物語は1800年前、少女ユミルが巨人の力を得たことから始まります。
彼女の死後、その力は3人の娘に継承され、エルディア帝国は世界を支配する強大な勢力へと成長しました。
しかし、内乱の末にマーレ民族が実権を握り、145代フリッツ王はパラディ島へ逃れ、三重の壁を築いて国民の記憶を改ざんしました。
これが100年に及ぶ「偽りの平和」の始まりでした。
平和は、マーレから送られた「鎧の巨人」ライナーと「超大型巨人」ベルトルトによる壁の破壊によって打ち砕かれます。
目の前で母を失ったエレン・イェーガーは、巨人を一匹残らず駆逐することを誓い、ミカサ、アルミンと共に調査兵団へと入団します。
しかし、戦いの中でエレン自身が巨人化する能力を発動し、人類の希望として担ぎ上げられることになります。
壁の中に潜んでいた裏切り者との死闘を経て、物語は大きな転換点を迎えます。
エレンたちは甚大な犠牲を払いながらも、失われた領土を奪還し、エレンの父グリシャが遺した地下室にたどり着きました。
そこで明かされたのは、壁の外には高度な文明を持つ人類が生存しており、パラディ島の住民は「ユミルの民」として世界中から憎悪の対象となっているという残酷な事実でした。
巨人の正体は、マーレによって薬物を注入され兵器へと変えられた同胞たちの成れの果てだったのです!
世界の真相を知ったエレンは、海を渡り敵地マーレへと潜入します。

そこで異母兄であるジーク・イェーガーと接触し、巨人の力を無力化しようとするジークの「安楽死計画」に同調するふりを見せます。
しかし、エレンの真の目的は別にありました。
彼は、パラディ島を守るために世界中のすべてを破壊する道を選んだのです。
エレンの背負う宿命と、未来を予知する「進撃の巨人」の能力が彼を狂気へと駆り立てます。

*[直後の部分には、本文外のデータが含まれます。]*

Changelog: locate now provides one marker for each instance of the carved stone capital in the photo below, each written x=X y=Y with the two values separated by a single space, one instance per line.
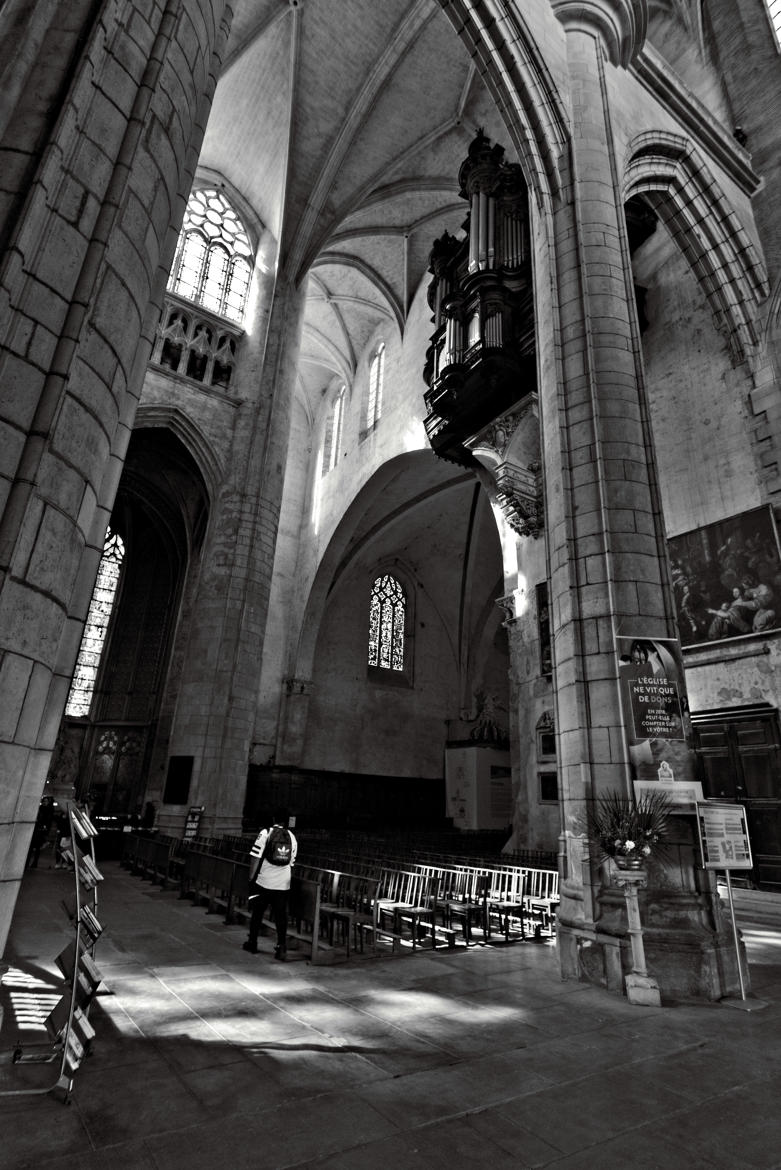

エレンは「始祖の巨人」の力を掌握し、壁の中に眠っていた幾千万もの超大型巨人を目覚めさせる「地ならし」を発動しました。
巨人の大群は海を渡り、大陸の文明と生命を文字通り踏み潰していきます。
これに対し、ミカサやアルミンら調査兵団の生き残りと、かつての宿敵であったライナーらマーレ軍の残党が、共通の敵となったエレンを止めるために手を組みます!
連合軍は、地ならしを止める唯一の手段としてエレンの殺害を視野に入れた作戦を立てます。
空を飛ぶ力を得たファルコの助力を受け、エレンの巨大な終尾の巨人の体上へと降下します。
かつて共に戦い、同じ釜の飯を食った仲間たちが、今度は人類の存亡を懸けて殺し合わなければならないという悲劇的な構図が浮かび上がります。
戦場では、リヴァイ兵長やハンジといった熟練の兵士たちも、それぞれの信念のために命を賭して戦います。

ハンジは飛行艇を飛ばすための時間を稼ぐため、迫り来る超大型巨人の群れの中に一人で飛び込み、その壮絶な最期を遂げました。
彼女が最後に見た景色は、仲間たちが空へと飛び立っていく希望の光でした。
アルミンは座標の世界でジークと対話し、生命の持つささやかな喜びの価値を説きます。
死を待つだけだったジークの心に変化が生じ、彼は自らリヴァイの前に姿を現し、長い因縁に終止符を打ちました。
これによりジークの持つ王家の血という条件が失われ、一時的に地ならしは停止しますが、エレンはなおも進み続けます。
エレンの目的は、自らが「世界の敵」となることで、自分を討ち取った仲間たちを世界の英雄に仕立て上げ、パラディ島への憎悪を逸らすことでもありました。
彼は自由を求め続けながらも、最も不自由な運命に縛られていたのです。
物語はいよいよ、エレンとミカサ、アルミンの3人が最後に向き合う結末へと向かいます。
このダイジェスト映像は、複雑に絡み合った歴史とキャラクターの思惑を整理し、完結編へと続くクライマックスを余すところなく伝えています。
アニメ『進撃の巨人』が描いてきたのは、単なる怪獣との戦いではなく、自由、憎悪、そして愛という普遍的なテーマを巡る人間たちの物語なのです。
すべての視聴者がこの壮大なサーガの幕引きを目撃する準備が整いました。